Detail of current work: Physical interaction of material elements at detonation macro-second… Colt didn't know what was tritium, and he didn't know about beryllium. He had not heard of gallium. He had no concept of a fashioned plutonium sphere.

He saw that confidence was restored in Bissett. Bissett had the message. These chaps hadn't a clue about tritium, either, or beryllium or deuteride-oxide or gallium or plutonium, they were just working to a brief that had come in code off the teleprinters.

Bissett's confidence was growing because even he could fathom that the questions had been supplied to them. Bissett was the swot at school with all the answers. Bissett blossomed.

The Military Attache left the room. He carried away with him the question papers and the answers that Bissett had supplied.

Bissett was asked by the Assistant Military Attache if he would please to be patient. Namir fed him another drink. There were no canapes this time.

Bissett was talking too much, like the drink had got to him and like his self-importance had overcome the fear. He was asking all the questions. Where would he live? What would be the work area? Who would his working colleagues be?

They seemed to take it in turns to give him the bullshit. He would live in the finest accommodation, fitted with the best European appliances. His work area would be the most modern and sophisticated that money could build. His colleagues would be the finest scientists who had come from all over die world to join the team that had very many distinguished achievements to its credit already and would welcome the arrival of I)r Bissett.

The Assistant Military Attache, Faud and Namir, soaped the bastard, and all the time they flattered him. They had Frederick Bissett eating out of their hands, and the drink flowed. After an hour the Military Attache returned.

He stood stiffly in front of Bissett, and he shook the pathetic bastard's hand.

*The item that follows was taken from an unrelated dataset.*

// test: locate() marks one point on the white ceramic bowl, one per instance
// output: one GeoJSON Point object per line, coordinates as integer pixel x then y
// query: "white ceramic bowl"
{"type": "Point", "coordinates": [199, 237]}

'We are sincerely honoured.'

The glasses were raised. Colt could see the flush of pleasure spewing on Bissett's face. Not Colt's problem, not if Bissett wanted to go and bury himself in Iraq when he didn't have to.

'You will be a most valued member of our scientific community.. . '

Colt said, 'Sooner rather than later. We have not offered Dr Bissett the opportunity to tell you that he has been under the scrutiny of the Security Service, and that he was interrogated yesterday morning. It would be advisable to move him fast.'

Bissett gabbled his explanation. There was the anxiety on their faces.

Colt said, 'We just lift him out, before the net closes.'

Bissett was just the package. He was left to his drink, and his embarrassment. Around him they talked flight times, schedules.

He had been propositioned, he had accepted, he was no longer the centre of attention.

The Military Attache said, 'Tomorrow night, we can hold the aircraft.''

Colt said, 'He works tomorrow, perfectly normally. He leaves work, I'll pick him up, get him to Heathrow.'

The Military Attache nodded. 'Tomorrow night.'

Bissett cut through both of them, his head was shaking, his finger jabbing. 'Hold on a minute. You're forgetting… I mean, well, my family arrangements have to be…'

The Military Attache said, 'You tell no one, Dr Bissett. You make no arrangements. You have the normal day.'

'But I can't just… My wife, she has to…'

He supposed that it was where all such things ended up. A grubby little man with too much drink and not enough food in his stomach standing and whingeing his confusion in a hotel bedroom. No time now for flattery, no time to make arrangements, to talk the wife round. And way too far down the road to back off.

Colt said, 'If you don't do as you're asked, Dr Bissett, you'll go down for 20 years.'

In his unlit office, the cold bristling through the opened window, the Swede heard snatches of the conversation.